We introduce height-bounded LZ encodings (LZHB), a new family of compressed representations that are variants of Lempel-Ziv parsings with a focus on bounding the worst-case access time to arbitrary positions in the text directly via the compressed representation. An LZ-like encoding is a partitioning of the string into phrases of length $1$ which can be encoded literally, or phrases of length at least $2$ which have a previous occurrence in the string and can be encoded by its position and length. An LZ-like encoding induces an implicit referencing forest on the set of positions of the string. An LZHB encoding is an LZ-like encoding where the height of the implicit referencing forest is bounded. An LZHB encoding with height constraint $h$ allows access to an arbitrary position of the underlying text using $O(h)$ predecessor queries. While computing the smallest LZHB encoding efficiently seems to be difficult [Cicalese \& Ugazio 2024, arxiv], we give the first linear time algorithm for strings over a constant size alphabet that computes the greedy LZHB encoding, i.e., the string is processed from beginning to end, and the longest prefix of the remaining string that can satisfy the height constraint is taken as the next phrase. Our algorithms significantly improve both theoretically and practically, the very recently and independently proposed algorithms by Lipt\'ak et al. (arxiv, to appear at CPM 2024). We also analyze the size of height bounded LZ encodings in the context of repetitiveness measures, and show for some constant $c$, the size $z_{HB}$ of the optimal LZHB encoding with height bound $c\log n$ is $O(g_{rl})$, where $g_{rl}$ is the size of the smallest run-length grammar. We also show $z_{HB} = o(g_{rl})$ for some family of strings, making $z_{HB}$ one of the smallest known repetitiveness measures for which $O({\sf polylog} n)$ time access is possible using linear space.

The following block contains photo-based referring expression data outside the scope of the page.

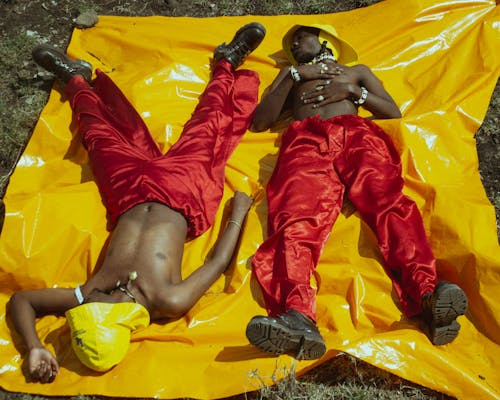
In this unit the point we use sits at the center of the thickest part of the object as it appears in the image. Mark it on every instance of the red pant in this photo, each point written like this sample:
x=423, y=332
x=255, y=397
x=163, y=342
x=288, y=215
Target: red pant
x=318, y=160
x=130, y=169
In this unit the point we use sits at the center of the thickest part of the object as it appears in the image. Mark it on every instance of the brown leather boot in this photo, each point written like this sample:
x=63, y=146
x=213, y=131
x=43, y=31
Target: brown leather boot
x=246, y=40
x=440, y=310
x=291, y=332
x=55, y=61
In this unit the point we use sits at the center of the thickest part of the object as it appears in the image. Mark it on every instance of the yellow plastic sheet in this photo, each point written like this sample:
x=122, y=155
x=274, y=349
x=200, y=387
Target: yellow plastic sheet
x=439, y=59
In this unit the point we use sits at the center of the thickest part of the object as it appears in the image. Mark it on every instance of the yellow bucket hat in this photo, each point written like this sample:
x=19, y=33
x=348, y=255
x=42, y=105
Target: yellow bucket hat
x=343, y=51
x=100, y=332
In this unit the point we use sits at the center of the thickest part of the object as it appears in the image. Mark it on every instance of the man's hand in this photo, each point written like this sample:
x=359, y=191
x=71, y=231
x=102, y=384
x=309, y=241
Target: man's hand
x=329, y=91
x=309, y=72
x=42, y=365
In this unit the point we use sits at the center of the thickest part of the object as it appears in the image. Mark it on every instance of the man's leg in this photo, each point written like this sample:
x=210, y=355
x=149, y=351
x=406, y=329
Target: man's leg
x=304, y=199
x=118, y=142
x=119, y=145
x=217, y=125
x=370, y=167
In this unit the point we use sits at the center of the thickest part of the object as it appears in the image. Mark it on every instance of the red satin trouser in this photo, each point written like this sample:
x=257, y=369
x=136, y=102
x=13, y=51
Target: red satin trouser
x=128, y=165
x=318, y=161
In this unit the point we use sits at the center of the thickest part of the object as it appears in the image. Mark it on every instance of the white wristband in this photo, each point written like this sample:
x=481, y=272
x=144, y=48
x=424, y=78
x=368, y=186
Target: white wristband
x=232, y=221
x=295, y=74
x=79, y=295
x=362, y=98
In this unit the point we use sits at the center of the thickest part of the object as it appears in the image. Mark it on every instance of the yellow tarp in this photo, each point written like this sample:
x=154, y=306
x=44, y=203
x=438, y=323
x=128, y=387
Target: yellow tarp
x=439, y=58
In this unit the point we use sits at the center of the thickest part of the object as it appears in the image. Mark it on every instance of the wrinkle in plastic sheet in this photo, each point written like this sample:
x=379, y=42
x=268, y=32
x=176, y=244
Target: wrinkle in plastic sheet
x=439, y=60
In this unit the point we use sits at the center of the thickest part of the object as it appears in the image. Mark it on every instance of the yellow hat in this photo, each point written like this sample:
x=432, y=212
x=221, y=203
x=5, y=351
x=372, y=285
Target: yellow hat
x=100, y=332
x=343, y=51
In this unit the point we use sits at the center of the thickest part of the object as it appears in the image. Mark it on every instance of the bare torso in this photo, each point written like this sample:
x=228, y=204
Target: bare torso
x=148, y=239
x=302, y=111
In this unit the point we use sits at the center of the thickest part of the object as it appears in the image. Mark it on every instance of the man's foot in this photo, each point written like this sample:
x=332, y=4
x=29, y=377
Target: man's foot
x=244, y=42
x=291, y=332
x=55, y=61
x=440, y=310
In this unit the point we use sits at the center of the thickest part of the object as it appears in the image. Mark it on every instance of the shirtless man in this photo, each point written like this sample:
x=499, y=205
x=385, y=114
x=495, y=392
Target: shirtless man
x=326, y=150
x=154, y=202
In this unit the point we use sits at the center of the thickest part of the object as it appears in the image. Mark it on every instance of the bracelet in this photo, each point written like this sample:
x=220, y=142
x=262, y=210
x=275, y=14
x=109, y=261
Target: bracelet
x=79, y=295
x=295, y=74
x=232, y=221
x=362, y=98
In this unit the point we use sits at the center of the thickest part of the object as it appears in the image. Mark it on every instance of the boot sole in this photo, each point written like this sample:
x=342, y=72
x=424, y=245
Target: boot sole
x=274, y=338
x=450, y=303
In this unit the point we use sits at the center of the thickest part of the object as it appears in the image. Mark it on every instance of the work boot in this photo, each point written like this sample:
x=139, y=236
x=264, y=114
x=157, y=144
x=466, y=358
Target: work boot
x=246, y=40
x=291, y=332
x=440, y=310
x=55, y=61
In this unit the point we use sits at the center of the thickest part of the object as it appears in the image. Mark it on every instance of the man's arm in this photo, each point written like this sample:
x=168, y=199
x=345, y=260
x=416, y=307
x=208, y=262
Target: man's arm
x=349, y=86
x=273, y=102
x=176, y=300
x=23, y=308
x=378, y=101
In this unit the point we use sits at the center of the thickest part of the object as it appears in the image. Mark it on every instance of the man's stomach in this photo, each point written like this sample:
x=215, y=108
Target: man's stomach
x=303, y=111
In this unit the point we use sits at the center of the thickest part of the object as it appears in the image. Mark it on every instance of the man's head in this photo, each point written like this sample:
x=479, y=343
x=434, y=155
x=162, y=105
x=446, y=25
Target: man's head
x=302, y=43
x=100, y=332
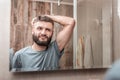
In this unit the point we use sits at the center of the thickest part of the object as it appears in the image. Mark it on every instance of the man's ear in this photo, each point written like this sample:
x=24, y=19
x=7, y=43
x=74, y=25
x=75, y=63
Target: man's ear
x=33, y=31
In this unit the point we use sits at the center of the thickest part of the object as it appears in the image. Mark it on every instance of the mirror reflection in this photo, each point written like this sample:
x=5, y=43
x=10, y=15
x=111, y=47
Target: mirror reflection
x=88, y=46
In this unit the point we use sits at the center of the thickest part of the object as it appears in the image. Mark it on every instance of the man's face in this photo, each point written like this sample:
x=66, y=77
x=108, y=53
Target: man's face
x=42, y=33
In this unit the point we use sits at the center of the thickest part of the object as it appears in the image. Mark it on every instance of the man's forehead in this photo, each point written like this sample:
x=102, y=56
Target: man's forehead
x=42, y=24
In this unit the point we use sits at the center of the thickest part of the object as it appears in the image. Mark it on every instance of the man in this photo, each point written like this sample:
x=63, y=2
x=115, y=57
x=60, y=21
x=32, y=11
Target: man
x=44, y=54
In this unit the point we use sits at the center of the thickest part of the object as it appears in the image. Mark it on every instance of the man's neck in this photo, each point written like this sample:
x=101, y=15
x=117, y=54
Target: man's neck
x=38, y=48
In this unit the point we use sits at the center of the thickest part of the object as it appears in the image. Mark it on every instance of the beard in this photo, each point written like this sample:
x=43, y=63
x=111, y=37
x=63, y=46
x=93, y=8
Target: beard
x=39, y=42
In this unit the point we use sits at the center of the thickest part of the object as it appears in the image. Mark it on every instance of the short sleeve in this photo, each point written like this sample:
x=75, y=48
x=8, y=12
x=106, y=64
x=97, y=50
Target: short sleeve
x=16, y=63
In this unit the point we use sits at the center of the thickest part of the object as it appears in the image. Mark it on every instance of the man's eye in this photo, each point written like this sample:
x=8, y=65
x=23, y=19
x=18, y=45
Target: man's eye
x=48, y=30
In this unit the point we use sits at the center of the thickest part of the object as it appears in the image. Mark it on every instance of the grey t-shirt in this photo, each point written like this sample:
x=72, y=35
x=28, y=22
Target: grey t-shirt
x=28, y=59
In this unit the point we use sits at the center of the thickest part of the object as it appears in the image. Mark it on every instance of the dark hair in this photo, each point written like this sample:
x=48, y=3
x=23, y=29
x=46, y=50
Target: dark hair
x=42, y=18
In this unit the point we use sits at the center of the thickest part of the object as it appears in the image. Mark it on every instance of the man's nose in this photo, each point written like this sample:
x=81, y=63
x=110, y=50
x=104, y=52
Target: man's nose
x=43, y=31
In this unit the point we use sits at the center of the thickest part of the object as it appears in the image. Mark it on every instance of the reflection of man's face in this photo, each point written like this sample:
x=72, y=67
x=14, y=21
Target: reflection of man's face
x=42, y=33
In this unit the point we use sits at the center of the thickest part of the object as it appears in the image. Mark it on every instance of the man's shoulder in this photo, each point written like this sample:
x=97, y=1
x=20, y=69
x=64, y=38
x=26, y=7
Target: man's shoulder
x=23, y=50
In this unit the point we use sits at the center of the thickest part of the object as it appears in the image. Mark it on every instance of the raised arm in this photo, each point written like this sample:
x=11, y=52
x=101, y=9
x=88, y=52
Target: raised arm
x=64, y=35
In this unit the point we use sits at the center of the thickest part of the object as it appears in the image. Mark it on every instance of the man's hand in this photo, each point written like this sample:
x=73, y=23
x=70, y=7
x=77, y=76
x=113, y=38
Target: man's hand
x=63, y=36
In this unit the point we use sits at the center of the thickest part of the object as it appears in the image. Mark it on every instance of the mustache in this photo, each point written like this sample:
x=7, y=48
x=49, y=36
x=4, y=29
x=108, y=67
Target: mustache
x=43, y=35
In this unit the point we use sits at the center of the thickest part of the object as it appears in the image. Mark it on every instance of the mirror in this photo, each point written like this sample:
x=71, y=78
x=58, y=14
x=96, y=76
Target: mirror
x=88, y=47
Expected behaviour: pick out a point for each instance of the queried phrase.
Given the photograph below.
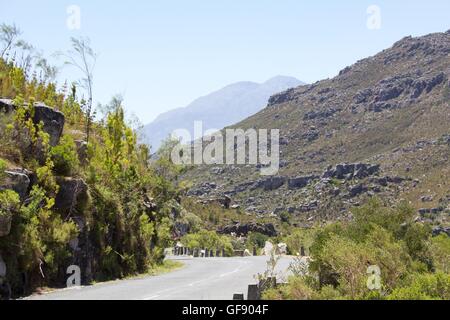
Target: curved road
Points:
(199, 279)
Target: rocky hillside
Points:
(379, 128)
(224, 107)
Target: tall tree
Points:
(84, 59)
(9, 35)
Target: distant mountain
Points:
(219, 109)
(380, 128)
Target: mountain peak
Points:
(219, 109)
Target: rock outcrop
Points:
(17, 180)
(244, 229)
(52, 120)
(351, 171)
(300, 182)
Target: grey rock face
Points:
(351, 171)
(5, 225)
(52, 120)
(271, 183)
(17, 181)
(219, 109)
(204, 189)
(6, 106)
(357, 190)
(300, 182)
(82, 150)
(243, 229)
(406, 87)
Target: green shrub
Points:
(9, 202)
(440, 253)
(424, 287)
(209, 240)
(65, 157)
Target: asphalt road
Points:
(199, 279)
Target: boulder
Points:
(357, 190)
(17, 180)
(6, 106)
(2, 267)
(351, 171)
(268, 248)
(82, 149)
(270, 184)
(239, 229)
(204, 189)
(300, 182)
(282, 248)
(72, 195)
(53, 121)
(5, 224)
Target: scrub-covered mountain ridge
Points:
(380, 128)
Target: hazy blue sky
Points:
(162, 54)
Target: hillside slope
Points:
(224, 107)
(379, 128)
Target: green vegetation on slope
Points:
(122, 224)
(413, 264)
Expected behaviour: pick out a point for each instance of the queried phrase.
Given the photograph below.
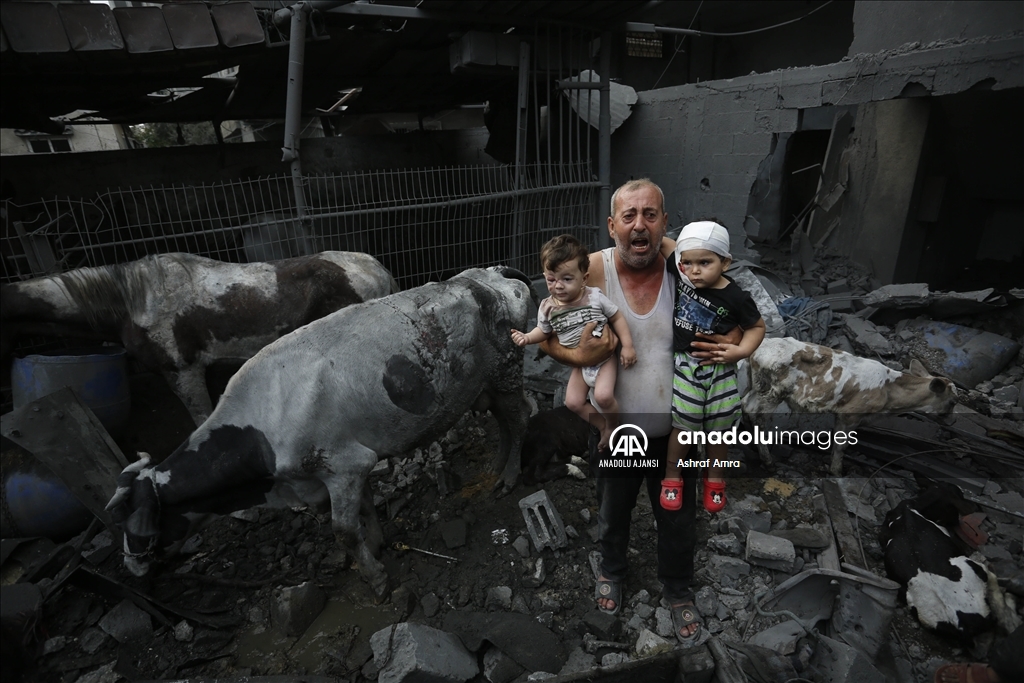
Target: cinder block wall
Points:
(702, 142)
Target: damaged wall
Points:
(886, 26)
(29, 177)
(705, 142)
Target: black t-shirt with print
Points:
(708, 310)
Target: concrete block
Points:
(839, 663)
(416, 652)
(770, 551)
(752, 143)
(788, 121)
(714, 143)
(848, 91)
(732, 164)
(730, 102)
(781, 638)
(293, 608)
(543, 521)
(728, 569)
(500, 668)
(800, 95)
(649, 643)
(696, 666)
(127, 623)
(605, 627)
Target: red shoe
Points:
(714, 496)
(672, 494)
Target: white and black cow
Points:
(312, 413)
(946, 590)
(810, 378)
(177, 313)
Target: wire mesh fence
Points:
(422, 224)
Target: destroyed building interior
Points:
(866, 159)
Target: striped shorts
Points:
(704, 398)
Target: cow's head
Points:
(135, 510)
(940, 397)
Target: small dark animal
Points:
(177, 313)
(307, 418)
(948, 592)
(810, 378)
(553, 445)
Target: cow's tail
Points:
(512, 273)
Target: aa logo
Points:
(628, 440)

翻译：我们引入高度有界LZ编码（LZHB），这是一类新型压缩表示方法，作为Lempel-Ziv解析的变体，其核心目标是通过压缩表示直接约束文本中任意位置的最坏情况访问时间。LZ类编码将字符串划分为两类短语：长度为1的短语可直接逐字编码；长度至少为2的短语需在字符串中存在先前出现位置，并通过其位置和长度进行编码。此类编码在字符串位置集合上隐式诱导出一个引用森林。LZHB编码是一种高度约束的LZ类编码，其中隐式引用森林的高度被严格限制。在高度约束为h的LZHB编码中，通过O(h)次前驱查询即可访问底层文本的任意位置。尽管高效计算最小LZHB编码似乎存在困难[Cicalese & Ugazio 2024, arxiv]，我们首次提出针对常数字母表字符串的线性时间算法，该算法计算贪心LZHB编码：即从前向后处理字符串，将满足高度约束的最长剩余前缀作为下一个短语。我们的算法在理论和实践上均显著优于Lipták等人（arxiv, 即将发表于CPM 2024）近期独立提出的算法。我们还在重复性度量框架下分析高度有界LZ编码的大小，证明存在常数c使得高度界为c log n的最优LZHB编码大小z_{HB} = O(g_{rl})，其中g_{rl}为最小游程语法的大小。进一步，我们证明对某些字符串族有z_{HB} = o(g_{rl})，这使得z_{HB}成为已知最小重复性度量之一，且在线性空间内可实现O(polylog n)时间访问。